Davalı vekili cevap dilekçesinde özetle: iddia edilen alacak miktarının yazılı delille ispat edilmesi gerektiği, aksi yönde sunulan veya araştırılması istenen delillere muvafakatlerinin bulunmadığını, davacı tarafın 35.841,34-TL tutarında uçak bileti, değişim bedeli, vize bedeli, otel ceza bedelini davalı şirkete fatura ettiklerini, bir kısım yazışmayı delil göstererek talepte bulunulamayacağını, bu ve benzeri ödemelerin hukuki muhataplarına karşı, sözleşmede açıkça belirtilmiş olması şartıyla talep edilebileceğini, ayrıca kimin için ne ödeme yapıldığı belli olmadığını, e-posta yazışmaların doğru aktarılmadığını, Whatsapp konuşmaları olarak belirtilen görüntülerin taraflarınca kabul edilmediğini delil mahiyeti de bulunmadığını, davacı tarafın, müvekkili şirketle uzun yıllara dayalı ve teamül oluşturacak şekilde çalıştığını iddia ederken samimi davranmadığı gibi böyle bir yasal dayanak sağlamanın da mümkün olmadığını, müvekkili şirket yetkilisinin 4-5 kezden ibaret davalı şirketten tur satın aldığını, davalı şirket yetkilisinin şahsi olarak veya eşi ile çocuğu bu turlara iştirak ettiğini, böyle bir teamül yaratmanın da hukuken mümkün olmadığını, uyuşmazlığa konu …’un davalı şirketin talebiyle organize edildiği iddiasının doğru olmadığını, söz konusu …’una asıl katılacak …isimli firma yetkilisi ve bayileri olduğunu, davalı şirket yetkilisi … ve birkaç arkadaşının şahsi olarak bu tura sonradan dahil olduklarını, müvekkili şirketin, kendi misafirlerini göndereceği bir tur talebinin olmadığını, davacı şirket ile irtibat halinde olan kişinin … olduğunu, …’ün kendi şahsı adına hareket ettiğini, uyuşmazlığın tarafının davalı şirket olmadığını, davalı şirket yekilisi … ve/veya diğer müşterilerin, kendi nam ve hesabına yer aldığınıi …’ün veya diğer müşterilerin şahsi olarak tura katılımı veya katılmaması neticesinde bir mağduriyet iddiası var ise bu iddianın ilgili gerçek kişi veya kişilere yöneltilmesi gerektiğini, davalı şirketin faaliyet konusu aracı kuruluş veya turizm acentalığı olmadığını, davalı firmanın tarım firması olduğunu belirterek sonuç olarak, haksız ve mesnetsiz açılan davanın reddine, davacının, takibinde haksız ve kötüniyetli olması nedeniyle alacağın %20’sinden az olmamak kaydıyla kötüniyet tazminatına mahkûm edilmesine karar verilmesini talep etmiştir.
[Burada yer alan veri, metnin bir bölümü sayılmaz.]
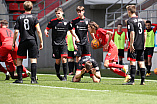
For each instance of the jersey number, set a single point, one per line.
(140, 28)
(26, 24)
Dava: İtirazın İptali davasıdır.
Davacı vekili mahkememize sunmuş olduğu …/…/… tarihli beyan dilekçesinde: davadan feragat ettiklerini belirtmiş, davalı vekili ise …/…/… tarihli celsede alınan beyanında; davacı tarafça sunulan feragati kabul ettiklerini, taraflaflarına yargılama gideri ve vekalet ücreti verilmesini talep ettikleri görülmüştür.
Davadan feragat 6100 sayılı HMK’nun 307. maddesinde davacının talep sonucundan kısmen ya da tamamen vazgeçmesi şeklinde tanımlanmış olup, HMK.’nun 311. maddesinde, feragatin kesin hüküm gibi hukuki sonuç doğuracağı; 310. maddesinde ise, hüküm kesinleşinceye kadar her zaman davadan feragat edilebileceği hükümleri düzenlenmiştir. Somut olayda davacı vekili tarafından davadan feragat edilmiş olup, feragatin yargılamaya tek yönlü olarak son veren ve kesin bir hükmün sonuçlarını doğuran taraf işlemi olması gözetilerek davanın feragat nedeniyle reddine karar vermek gerekmiş ve aşağıdaki hüküm kurulmuştur.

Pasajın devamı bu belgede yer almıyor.